I feel mostly like Robert Frosts in his poem “Mending Wall”, where Frost did not like walls.
Bringing a stone grasped firmly by the top
In each hand, like an old-stone savage armed.
He moves in darkness as it seems to me,
It is his neighbor’s stubborn assertion that “good walls make good neighbors” which come as but an echo of advocacy for the archaic, the dated and maybe even the outright rude structure.
Before I built a wall I’d ask to know
What I was walling in or walling out,
And to whom I was like to give offense.
And yet, here I find myself. Building a wall in effect, even if it is but a simple wire line along the survey markers of a land survey I paid for several years ago to correctly mark the boundaries of our property.
Why, you may ask, am I building a fence? Because our neighbor has transgressed, trespassed and mowed down many vines on our property by thinking the space is theirs.

Vitis riparia I had carefully grown all summer to be used as grafted rootstock. Cut down by trespassing neighbor.

Vitis riparia I had carefully grown all summer to be used as grafted rootstock. Cut down by trespassing neighbor.
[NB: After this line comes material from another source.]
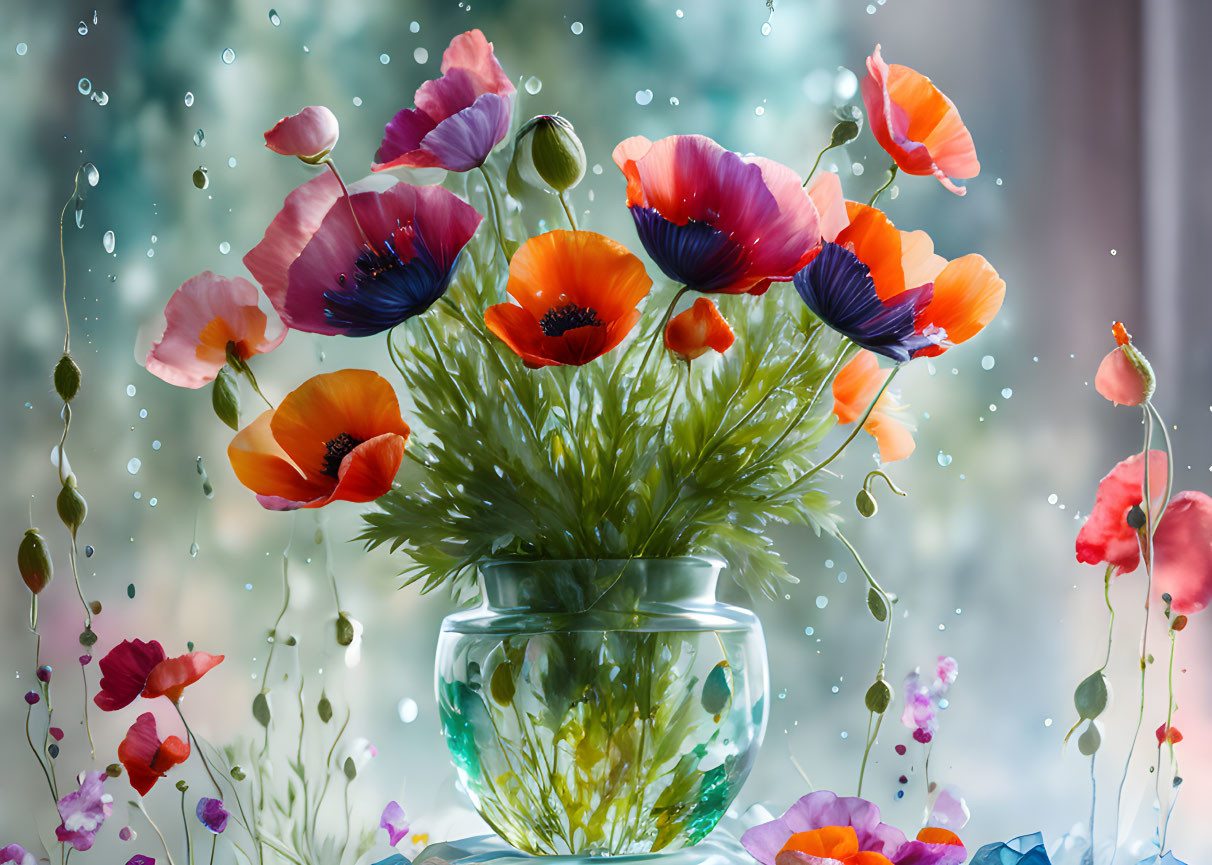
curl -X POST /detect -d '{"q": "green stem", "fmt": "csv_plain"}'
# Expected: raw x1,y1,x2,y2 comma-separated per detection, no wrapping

The cause is an old rule that states that any fence should be built 1 meter from a property boundary (the rule makes no sense to me, but it exists). Yet our neighbor built a vine row on the property line. Thus in the less than accurate local oral history I typically find here, there developed an assumption the next meter of land beyond their vine row must be “theirs”. It isn’t. I paid a pretty penny to have our land boundary officially surveyed; as I have long ago learned to not trust local “opinions”, yet I still find myself confronting the power of local opinion over facts. Making matters worse, the actual owners of the land live somewhere abroad from Hungary, making communication difficult.

Property lines.
One meter, one may think is trivial. I may seem petty. But the affected area is 150 meters long, and many vines I was growing there — rightfully on my land — were cut down just before I was about to use them. In effect, it was all very frustrating and annoying to loose my work for the year.
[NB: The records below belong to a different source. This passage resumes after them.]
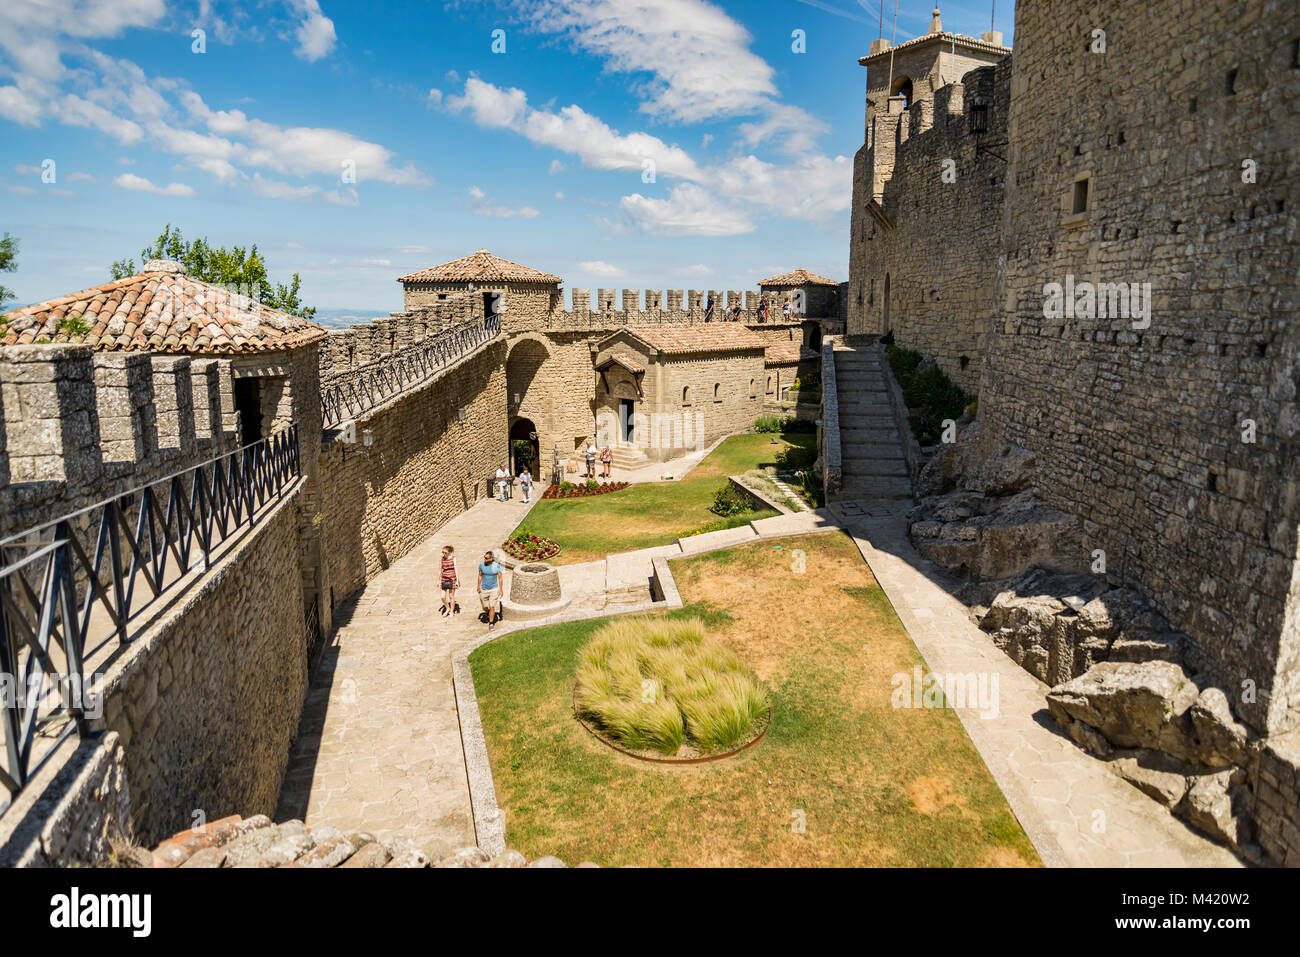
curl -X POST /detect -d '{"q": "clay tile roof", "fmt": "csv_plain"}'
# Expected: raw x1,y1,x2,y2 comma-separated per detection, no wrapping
764,343,821,365
0,260,328,355
597,351,646,374
397,249,562,285
617,324,766,356
759,268,838,287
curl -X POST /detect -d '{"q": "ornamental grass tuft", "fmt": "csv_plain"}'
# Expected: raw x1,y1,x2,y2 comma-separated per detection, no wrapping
574,617,767,755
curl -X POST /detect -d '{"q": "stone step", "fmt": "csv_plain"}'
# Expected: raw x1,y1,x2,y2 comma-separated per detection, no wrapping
841,428,901,444
843,457,909,478
839,476,914,498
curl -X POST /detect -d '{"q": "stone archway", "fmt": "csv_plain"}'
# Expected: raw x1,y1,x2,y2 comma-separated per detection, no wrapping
509,417,539,478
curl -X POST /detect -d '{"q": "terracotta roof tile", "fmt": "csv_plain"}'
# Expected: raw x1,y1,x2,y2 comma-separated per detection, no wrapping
597,351,646,374
858,31,1010,65
397,249,561,284
613,324,766,356
759,268,838,287
0,261,327,355
764,343,821,365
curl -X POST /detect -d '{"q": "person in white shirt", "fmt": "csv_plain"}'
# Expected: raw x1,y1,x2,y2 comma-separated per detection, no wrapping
584,440,598,480
495,464,510,501
782,299,793,320
519,466,533,504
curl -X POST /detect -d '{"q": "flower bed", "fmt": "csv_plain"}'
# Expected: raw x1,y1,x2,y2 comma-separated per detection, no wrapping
542,481,630,499
502,532,561,561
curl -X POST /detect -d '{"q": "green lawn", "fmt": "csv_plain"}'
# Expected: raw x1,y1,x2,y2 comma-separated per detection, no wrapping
469,532,1041,867
522,432,816,564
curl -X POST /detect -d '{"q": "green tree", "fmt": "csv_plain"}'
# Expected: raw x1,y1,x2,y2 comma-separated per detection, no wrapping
111,224,315,319
0,232,18,308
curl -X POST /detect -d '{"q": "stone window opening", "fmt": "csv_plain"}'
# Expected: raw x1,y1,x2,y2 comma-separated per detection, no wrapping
766,375,773,395
890,75,913,108
1225,68,1238,95
749,378,757,397
1072,178,1090,215
682,386,691,405
713,383,721,402
1291,39,1300,68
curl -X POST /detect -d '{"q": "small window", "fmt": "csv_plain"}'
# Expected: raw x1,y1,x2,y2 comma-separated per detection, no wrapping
749,377,756,397
682,386,690,403
1072,178,1090,215
1225,68,1238,95
713,383,720,400
766,375,773,394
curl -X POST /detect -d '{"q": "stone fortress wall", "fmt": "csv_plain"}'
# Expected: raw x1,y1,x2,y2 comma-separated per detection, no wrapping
983,0,1299,739
847,59,1011,393
853,0,1300,865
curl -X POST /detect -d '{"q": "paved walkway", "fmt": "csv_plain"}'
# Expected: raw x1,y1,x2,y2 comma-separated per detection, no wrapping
276,485,1240,866
276,496,539,850
837,508,1241,867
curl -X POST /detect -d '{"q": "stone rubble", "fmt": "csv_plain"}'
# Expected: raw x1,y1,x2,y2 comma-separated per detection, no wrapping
104,815,591,869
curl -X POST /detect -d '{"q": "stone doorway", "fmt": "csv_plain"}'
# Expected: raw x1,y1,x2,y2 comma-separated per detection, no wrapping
509,417,539,478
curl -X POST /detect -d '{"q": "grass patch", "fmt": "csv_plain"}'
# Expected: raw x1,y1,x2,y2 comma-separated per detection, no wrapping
575,616,768,756
523,432,815,564
886,345,974,446
470,531,1041,867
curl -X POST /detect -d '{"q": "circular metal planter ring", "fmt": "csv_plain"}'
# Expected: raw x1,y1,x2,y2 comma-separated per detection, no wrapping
572,686,771,765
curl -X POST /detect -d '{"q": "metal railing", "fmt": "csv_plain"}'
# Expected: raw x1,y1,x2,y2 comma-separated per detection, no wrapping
321,314,501,428
0,426,301,810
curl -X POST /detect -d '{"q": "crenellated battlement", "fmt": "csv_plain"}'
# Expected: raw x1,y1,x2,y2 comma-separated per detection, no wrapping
865,62,1008,210
319,289,487,384
0,343,241,535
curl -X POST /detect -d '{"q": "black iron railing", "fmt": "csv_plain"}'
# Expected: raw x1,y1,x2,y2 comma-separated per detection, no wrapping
321,314,501,429
0,426,301,810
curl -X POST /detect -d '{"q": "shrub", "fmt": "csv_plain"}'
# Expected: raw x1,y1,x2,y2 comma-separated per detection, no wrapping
710,481,753,517
775,444,815,470
559,481,575,492
886,345,973,446
754,416,783,433
502,529,560,561
754,414,815,434
575,617,767,755
585,478,600,491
I am yet, fundamentally a realist. I have again seen I have to adapt to local realities, and I will never grow vines in that space again simply to avoid loss due to stupidity — which is of itself means I still loose, since i lost the free use of part of my own usable land simply because of the local ignorance of others.
But also, yes, despite my internal protests, I find myself building a fence. To keep out, to protest, and to prevent damage to my property by, ironically it seems ….. Hungarians. I am not happy about it. But here we are.
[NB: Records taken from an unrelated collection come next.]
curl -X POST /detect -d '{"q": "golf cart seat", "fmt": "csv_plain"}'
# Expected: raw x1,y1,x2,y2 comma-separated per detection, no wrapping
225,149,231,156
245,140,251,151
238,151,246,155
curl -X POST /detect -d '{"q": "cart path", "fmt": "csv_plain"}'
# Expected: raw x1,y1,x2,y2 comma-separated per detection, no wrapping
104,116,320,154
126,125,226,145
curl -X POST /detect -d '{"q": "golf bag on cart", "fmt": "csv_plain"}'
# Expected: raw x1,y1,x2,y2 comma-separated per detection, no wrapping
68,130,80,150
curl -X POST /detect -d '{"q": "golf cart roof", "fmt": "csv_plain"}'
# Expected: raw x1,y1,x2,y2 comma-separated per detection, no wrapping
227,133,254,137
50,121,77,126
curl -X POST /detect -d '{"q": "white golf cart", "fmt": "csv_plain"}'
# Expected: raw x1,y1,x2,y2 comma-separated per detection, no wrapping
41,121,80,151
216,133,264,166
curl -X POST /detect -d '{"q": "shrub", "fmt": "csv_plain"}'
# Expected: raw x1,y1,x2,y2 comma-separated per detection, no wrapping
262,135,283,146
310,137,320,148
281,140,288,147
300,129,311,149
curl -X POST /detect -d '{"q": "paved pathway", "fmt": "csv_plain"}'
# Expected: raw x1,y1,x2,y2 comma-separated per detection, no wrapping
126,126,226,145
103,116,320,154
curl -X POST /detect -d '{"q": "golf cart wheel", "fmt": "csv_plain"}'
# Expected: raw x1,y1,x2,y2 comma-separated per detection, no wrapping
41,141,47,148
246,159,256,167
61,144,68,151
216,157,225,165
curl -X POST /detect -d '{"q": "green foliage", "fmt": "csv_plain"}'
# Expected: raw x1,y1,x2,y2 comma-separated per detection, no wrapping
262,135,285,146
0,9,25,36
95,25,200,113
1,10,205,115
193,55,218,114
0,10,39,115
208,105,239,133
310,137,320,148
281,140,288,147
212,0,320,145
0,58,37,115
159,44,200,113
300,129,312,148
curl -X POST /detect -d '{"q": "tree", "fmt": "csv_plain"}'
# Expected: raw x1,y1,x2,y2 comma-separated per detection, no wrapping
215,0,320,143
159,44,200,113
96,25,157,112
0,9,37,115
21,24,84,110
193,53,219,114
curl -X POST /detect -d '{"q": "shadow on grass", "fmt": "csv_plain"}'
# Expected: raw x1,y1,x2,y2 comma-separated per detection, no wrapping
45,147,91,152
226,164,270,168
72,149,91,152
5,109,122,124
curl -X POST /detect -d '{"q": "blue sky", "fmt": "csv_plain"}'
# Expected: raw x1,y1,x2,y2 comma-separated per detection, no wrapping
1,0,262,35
… Something there is that doesn’t love a wall,
That wants it down.” I could say “Elves” to him,
But it’s not elves exactly, and I’d rather
He said it for himself.
I wasn’t sure where you were going with this post at first, but now I see.
Yulia and I have had similar issues. We bought a property in Ukraine two and a half years ago and have found ourselves building fences too. In the spring our neighbor’s chickens crossed onto our land and tore up a freshly planted garden bed that took Yulia a couple of days to plant. Most recently, a neighbor’s teenage boy tried to whip our dog. The whole family apologized, but we’re still left feeling exposed and want to get a higher front fence up as soon as possible.
We also find that the locals say one thing when it comes to the law or facts, but it’s best not to listen to them all the time.